10 catalogs, 3 ETLs, 2 Postgres and a partridge in a pear tree

A very acquisitive year

Dec 19, 2025

Are you familiar with geomorphology? It’s a field within geology, the study of how landscapes evolve. It occurred to me this morning that this newsletter has been a bit of geomorphology of the changing data landscape this year, a modern data stack (MDS) morphology, if you will.

The problem with geomorphology is that you rarely get to see change happen; you can see the current state and infer from signals in that state the processes that took thousands or millions of years to create it.

We had no such challenge in MDS morphology in 2025. A LOT of stuff happened…

AI continued drive headline numbers for funding ($200B+), acquisitions, news headlines/controversy (though for a heady 2 weeks in July, MDS staple Astromer took the crown)...

In data, there were So. Many. Acquisitions. Thus the title of this post, lots of activity in the catalogue/metadata/semantic layer/ontology space (as I wrote about earlier this year). A bit of ETL. Some Postgres (wrote about that too).

The biggest news came in the past 6 months.

I started this newsletter writing about Fivetran and dbt, so perhaps it’s fitting that they announced they are merging. A not-too-surprising development that has dbt devotees worried about the future of the well-loved open source project and community.

Confluent is being acquired by IBM for $11B, an earthquake for the streaming world as the leading commercial and open source projects will be subsumed into tech’s looming dinosaur, causing yet more questions and consternation about the future of another critical open source project, Kafka.

Databricks and Snowflake both bought a Postgres…

From a Streamkap product and company perspective, we’ve also had a huge year, record growth, launching on the Snowflake Marketplace (for private offers for now), Streaming Transformations in product, and helping customers with CDC from hundreds of thousands of tables into Snowflake.

We’ll dig into that and more below in the MDS morphology section. But first…

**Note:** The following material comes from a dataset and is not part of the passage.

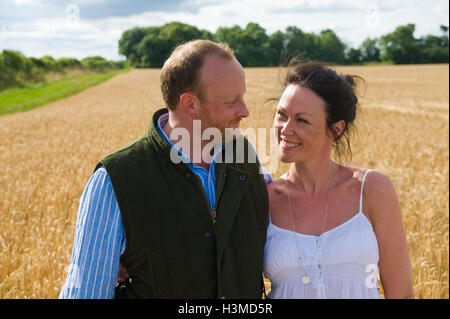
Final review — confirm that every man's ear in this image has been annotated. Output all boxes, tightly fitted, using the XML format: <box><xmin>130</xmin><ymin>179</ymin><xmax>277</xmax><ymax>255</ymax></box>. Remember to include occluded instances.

Streamkap Customer Story - InHire

Rockset was one of our early partners in the Streamkap journey. We helped customers load data into the real-time database. Cut to June 2024, Rockset announced that they were being acquired by OpenAI (hey, yet another acquisition!) and that the service would be completely shut down. Customers on month-to-month plans had just 3 months to migrate🫠.

That takes us to a fateful Saturday in August, Juliano Tebinka, Co-Founder and Chief Data Officer of InHire, a leading AI applicant tracking system in Brazil, was looking for solutions to replace Rockset. InHire had built key real-time customer-facing functionality, AI agents, reporting, applicant workflows, and more around the native integration between their production database, DynamoDB, and Rockset. Both this integration and Rockset itself would cease to be available in just a few short weeks. As Juliano recently put it to me in a LinkedIn comment:

“You nailed the story, but left out the part where I almost had a full-on meltdown when that shutdown email hit 😂”

Juliano was working on a Saturday, trying to find a solution as the clock ticked down. He had looked at options like Fivetran, Airbyte, Confluent, and others but they either couldn’t deliver. Either failing to meet real-time requirements, were too rigid, too expensive, or too slow to engage with.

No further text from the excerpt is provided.